Composio wraps every field of every record with full temporal metadata — active_from, active_until, attribute_type, actor reference objects — on every single attribute. A single company record expands to ~5,800 tokens. The actual data payload is a small fraction of the total response size.
Arcade returns only the requested fields, no wrapper overhead.
The compound filter query required:
- Attempt 1 — failed:
$inoperator is not supported for Attioselect/optionfields (only$eqis allowed) - Attempt 2 — failed: Switched to
$or + $eqbut used the benchmark's documented option values (501-1000etc.) — those slugs don't exist in this workspace - Schema discovery call (
ATTIO_LIST_ATTRIBUTES): Had to fetch the full companies attribute schema to learn the actual option titles (5K-10K,10K-50K,50K-100K,100K+) - Attempt 3 — success: 27 records returned
This is reflected honestly in the raw data and metadata. The query is marked EXPRESSIBLE because it ultimately succeeded, but it required significant trial and error that would be invisible to a user relying on the toolkit's documented interface.
The sandbox workspace and all queries are fully reproducible.
export ATTIO_API_KEY="your-attio-api-key"
pip install httpx tiktoken
python scripts/seed_workspace.pyThis creates 50 Fortune 100 companies, ~100 contacts, and 50 deals with specific stage/value distributions designed to make all 8 benchmark queries meaningful. See the script header for the full breakdown.
Use RUNNER-PROMPT.md as a prompt — it contains the full benchmark spec and instructions for each toolkit.
pip install tiktoken
python scripts/count_tokens.pyraw/
arcade/ # Raw JSON responses + metadata for Arcade toolkit
composio/ # Raw JSON responses + metadata for Composio toolkit
attio-official/ # (placeholder for official Attio MCP)

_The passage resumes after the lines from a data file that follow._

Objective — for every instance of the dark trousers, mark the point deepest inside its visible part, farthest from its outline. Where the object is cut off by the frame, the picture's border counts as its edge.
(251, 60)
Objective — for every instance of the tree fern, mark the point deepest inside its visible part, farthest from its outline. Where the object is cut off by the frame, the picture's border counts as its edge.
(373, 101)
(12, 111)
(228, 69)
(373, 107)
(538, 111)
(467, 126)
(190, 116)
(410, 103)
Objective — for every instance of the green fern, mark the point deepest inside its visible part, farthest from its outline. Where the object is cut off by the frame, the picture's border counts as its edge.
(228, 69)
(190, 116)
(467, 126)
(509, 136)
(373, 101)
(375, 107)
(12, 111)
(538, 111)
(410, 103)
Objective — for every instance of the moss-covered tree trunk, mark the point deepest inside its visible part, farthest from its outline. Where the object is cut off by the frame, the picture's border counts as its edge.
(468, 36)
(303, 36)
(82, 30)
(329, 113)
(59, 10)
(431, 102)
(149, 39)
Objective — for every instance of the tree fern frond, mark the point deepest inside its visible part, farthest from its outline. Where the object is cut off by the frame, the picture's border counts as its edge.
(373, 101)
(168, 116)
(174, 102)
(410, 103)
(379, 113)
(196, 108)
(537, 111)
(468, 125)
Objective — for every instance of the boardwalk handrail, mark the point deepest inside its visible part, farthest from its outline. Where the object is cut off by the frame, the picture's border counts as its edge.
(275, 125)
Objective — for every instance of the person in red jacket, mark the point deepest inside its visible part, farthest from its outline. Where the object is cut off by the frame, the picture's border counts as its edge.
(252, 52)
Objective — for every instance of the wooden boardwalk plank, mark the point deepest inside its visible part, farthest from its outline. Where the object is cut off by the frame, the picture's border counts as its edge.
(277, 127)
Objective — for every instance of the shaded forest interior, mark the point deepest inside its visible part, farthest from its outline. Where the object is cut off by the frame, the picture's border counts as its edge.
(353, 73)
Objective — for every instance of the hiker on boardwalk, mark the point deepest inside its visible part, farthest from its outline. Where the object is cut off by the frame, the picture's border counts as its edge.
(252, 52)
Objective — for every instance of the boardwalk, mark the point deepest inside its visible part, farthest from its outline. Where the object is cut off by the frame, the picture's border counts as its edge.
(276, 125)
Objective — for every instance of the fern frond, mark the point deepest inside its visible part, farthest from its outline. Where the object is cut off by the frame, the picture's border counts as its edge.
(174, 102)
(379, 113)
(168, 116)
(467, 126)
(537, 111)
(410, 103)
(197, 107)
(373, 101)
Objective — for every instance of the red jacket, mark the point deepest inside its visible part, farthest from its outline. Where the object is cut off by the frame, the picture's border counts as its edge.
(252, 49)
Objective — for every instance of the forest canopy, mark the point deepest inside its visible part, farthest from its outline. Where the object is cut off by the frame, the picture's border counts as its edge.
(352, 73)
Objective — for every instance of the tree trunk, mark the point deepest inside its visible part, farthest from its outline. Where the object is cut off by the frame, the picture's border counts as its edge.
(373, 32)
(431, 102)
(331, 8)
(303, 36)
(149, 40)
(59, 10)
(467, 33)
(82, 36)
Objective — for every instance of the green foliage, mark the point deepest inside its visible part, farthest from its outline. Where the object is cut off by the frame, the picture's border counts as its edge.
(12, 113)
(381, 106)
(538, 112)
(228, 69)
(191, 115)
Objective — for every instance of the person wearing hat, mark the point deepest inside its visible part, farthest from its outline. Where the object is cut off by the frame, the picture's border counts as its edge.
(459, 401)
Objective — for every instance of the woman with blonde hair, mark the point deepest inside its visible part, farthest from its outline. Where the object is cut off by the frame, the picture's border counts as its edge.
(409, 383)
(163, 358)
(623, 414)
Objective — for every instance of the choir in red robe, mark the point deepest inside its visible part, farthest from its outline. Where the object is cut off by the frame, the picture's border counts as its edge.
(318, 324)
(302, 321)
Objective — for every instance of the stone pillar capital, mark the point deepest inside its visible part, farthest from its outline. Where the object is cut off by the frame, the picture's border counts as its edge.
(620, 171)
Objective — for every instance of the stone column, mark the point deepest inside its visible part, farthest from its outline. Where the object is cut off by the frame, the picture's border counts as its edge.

evals/ # Per-query evaluation notes
scripts/
seed_workspace.py # Idempotent seed script — run this to recreate the sandbox
count_tokens.py # Token counter (reads from raw/{toolkit}/)
RUNNER-PROMPT.md # Full benchmark spec and runner instructions
seed-record-mapping.json # Record IDs from the seeded workspace
Raw responses are the complete, untruncated tool output — no summarization.